On December 27, 2024, the Securities Exchange Board of India (“SEBI”) released a circular offering detailed guidance on situations requiring prior approval for changes in control of Investment Advisers (“IAs”), Research Analysts (“RAs”), and Know Your Client (“KYC”) Registration Agencies (“KRAs”).[1] This initiative seeks to enhance transparency and simplify regulatory procedures for these intermediaries.

Overview of the Circular

Changes in Control for Unlisted Body Corporate Intermediaries

For unlisted corporate intermediaries, SEBI has clarified that shareholding transfers among “immediate relatives” will not constitute a change in control. As per the SEBI (Substantial Acquisition of Shares and Takeovers) Regulations, 2011,[2]“immediate relatives” include spouses, parents, siblings, and children of the individual or their spouse. This provision ensures that familial ownership transitions within such companies can occur without requiring regulatory approval, as the control effectively remains within the family.

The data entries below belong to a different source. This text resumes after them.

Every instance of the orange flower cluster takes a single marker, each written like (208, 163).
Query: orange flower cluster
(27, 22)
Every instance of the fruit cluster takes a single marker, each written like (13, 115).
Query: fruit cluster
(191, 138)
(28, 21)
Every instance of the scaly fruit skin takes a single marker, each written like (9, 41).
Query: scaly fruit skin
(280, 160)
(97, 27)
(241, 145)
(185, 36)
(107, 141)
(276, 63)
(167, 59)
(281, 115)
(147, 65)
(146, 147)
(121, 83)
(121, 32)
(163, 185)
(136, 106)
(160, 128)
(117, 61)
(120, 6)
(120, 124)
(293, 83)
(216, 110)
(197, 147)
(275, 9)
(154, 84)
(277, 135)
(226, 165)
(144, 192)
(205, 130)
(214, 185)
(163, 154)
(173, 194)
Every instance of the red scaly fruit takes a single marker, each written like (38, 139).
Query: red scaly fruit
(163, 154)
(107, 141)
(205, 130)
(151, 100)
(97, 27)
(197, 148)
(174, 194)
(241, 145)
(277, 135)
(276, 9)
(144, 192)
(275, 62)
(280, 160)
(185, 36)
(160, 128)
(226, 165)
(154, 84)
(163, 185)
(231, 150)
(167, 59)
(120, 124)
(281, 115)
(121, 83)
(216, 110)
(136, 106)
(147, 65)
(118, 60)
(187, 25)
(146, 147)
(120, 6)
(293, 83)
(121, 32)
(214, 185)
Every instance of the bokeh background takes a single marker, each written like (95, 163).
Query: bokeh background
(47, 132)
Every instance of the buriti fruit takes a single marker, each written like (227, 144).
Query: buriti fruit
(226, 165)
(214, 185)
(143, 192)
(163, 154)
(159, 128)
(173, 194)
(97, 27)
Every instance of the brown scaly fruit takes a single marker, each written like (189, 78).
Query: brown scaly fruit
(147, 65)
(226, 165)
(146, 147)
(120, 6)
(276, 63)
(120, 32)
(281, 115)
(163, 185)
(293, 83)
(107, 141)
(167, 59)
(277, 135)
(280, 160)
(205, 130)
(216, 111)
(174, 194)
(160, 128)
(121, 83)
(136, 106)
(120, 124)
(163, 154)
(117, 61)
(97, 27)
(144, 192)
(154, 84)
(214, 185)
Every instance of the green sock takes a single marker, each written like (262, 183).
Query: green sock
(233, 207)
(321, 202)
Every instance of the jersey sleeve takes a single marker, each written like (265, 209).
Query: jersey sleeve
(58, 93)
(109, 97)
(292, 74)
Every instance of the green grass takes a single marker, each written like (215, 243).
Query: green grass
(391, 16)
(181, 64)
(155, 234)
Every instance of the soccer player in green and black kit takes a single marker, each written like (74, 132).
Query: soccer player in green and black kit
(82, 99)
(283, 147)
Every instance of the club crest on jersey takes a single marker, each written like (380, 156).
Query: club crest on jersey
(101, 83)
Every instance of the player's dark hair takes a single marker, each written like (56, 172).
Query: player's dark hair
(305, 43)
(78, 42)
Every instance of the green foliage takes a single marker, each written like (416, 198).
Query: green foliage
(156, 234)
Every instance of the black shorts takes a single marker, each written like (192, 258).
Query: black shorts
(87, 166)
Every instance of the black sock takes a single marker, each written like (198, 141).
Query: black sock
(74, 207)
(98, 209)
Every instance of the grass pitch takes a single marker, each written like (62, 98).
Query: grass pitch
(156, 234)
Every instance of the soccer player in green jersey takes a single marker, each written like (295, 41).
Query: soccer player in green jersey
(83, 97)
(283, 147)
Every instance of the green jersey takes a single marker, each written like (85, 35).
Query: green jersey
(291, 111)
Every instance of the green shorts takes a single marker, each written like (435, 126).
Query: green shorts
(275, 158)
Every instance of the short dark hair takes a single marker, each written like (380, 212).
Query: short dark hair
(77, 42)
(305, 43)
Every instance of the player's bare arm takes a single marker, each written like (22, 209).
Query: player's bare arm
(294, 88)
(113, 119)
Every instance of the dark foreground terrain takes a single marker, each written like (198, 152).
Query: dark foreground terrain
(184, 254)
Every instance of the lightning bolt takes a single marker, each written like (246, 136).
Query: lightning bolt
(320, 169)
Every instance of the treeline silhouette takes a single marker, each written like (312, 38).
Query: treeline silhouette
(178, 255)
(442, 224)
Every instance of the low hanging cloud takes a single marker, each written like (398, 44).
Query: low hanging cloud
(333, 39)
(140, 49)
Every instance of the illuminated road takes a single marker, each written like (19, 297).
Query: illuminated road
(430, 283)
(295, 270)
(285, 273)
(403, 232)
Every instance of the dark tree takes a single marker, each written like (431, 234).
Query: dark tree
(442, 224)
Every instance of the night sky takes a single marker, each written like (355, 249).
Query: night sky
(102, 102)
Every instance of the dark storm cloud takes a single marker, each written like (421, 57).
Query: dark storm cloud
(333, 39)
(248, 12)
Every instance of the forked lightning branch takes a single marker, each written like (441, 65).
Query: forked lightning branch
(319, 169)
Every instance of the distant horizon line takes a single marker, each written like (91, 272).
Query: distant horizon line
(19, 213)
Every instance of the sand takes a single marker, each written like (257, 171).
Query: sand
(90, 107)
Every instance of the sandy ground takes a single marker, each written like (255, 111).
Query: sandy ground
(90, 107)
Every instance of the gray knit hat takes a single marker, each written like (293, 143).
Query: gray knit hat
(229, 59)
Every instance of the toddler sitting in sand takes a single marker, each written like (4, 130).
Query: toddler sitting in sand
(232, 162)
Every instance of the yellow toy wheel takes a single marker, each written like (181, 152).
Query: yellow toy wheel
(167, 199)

Furthermore, the circular specifies that the transmission of shares—whether due to inheritance or other legal transfers—does not qualify as a change in control. This measure simplifies the process in cases where ownership changes arise from unforeseen events, such as the death of a shareholder.

Proprietary Firm Intermediaries and Ownership Changes

SEBI’s circular emphasizes that any transfer or inheritance of a proprietary firm’s business or capital is considered a change in control. Since this alters the legal ownership and control structure, the new owner must secure prior approval from SEBI. After obtaining approval, the incoming owner is required to apply for fresh registration as an intermediary. This ensures that SEBI evaluates the new owner’s eligibility and compliance with regulatory standards.

Regulations for Partnership Firm Intermediaries

In partnership firms with more than two partners, SEBI has clarified that inter-se transfers among existing partners are not regarded as a change in control. This provision facilitates internal restructuring and allows flexibility within such partnerships.

However, in partnerships with only two partners, introducing a new partner or the death of an existing partner constitutes a change in control. This would require prior approval from SEBI, along with fresh registration by the intermediary. This measure ensures that smaller partnerships maintain a stable and regulated structure.

In cases where a partnership agreement explicitly provides for admitting the deceased partner’s legal heirs as partners, the transmission of partnership rights to these heirs does not qualify as a change in control. This provision supports smooth transitions within families, provided such arrangements are stipulated in the partnership deed.

Fit and Proper Criteria for Incoming Entities or Shareholders

The circular also highlighted the importance of SEBI’s “fit and proper person” criteria. It is defined in Schedule II of the SEBI (Intermediaries) Regulations, 2008.[3]

Every entity or individual acquiring control of an intermediary must be eligible under this criterion. This would ensure that the new controllers possess the required integrity, financial stability, and operational competence towards regulatory obligations and protect investor interests.

Looking Forward

This circular has several significant implications for market intermediaries. Firstly, it provides much-needed clarity on what constitutes a change in control, reducing ambiguity and ensuring smoother compliance. Secondly, it introduces flexibility in specific scenarios, such as share transfers among immediate relatives or the transmission of shares in unlisted companies. Thirdly, the continued emphasis on the “fit and proper person” criteria highlights SEBI’s commitment to maintaining the integrity and efficiency of market intermediaries. Lastly, by defining situations requiring prior approval, SEBI aims to streamline the regulatory process, minimizing delays and administrative hurdles.


[1] https://www.sebi.gov.in/legal/circulars/dec-2024/prior-approval-for-change-in-control-transfer-of-shareholdings-among-immediate-relatives-and-transmission-of-shareholdings-and-their-effect-on-change-in-control_90213.html.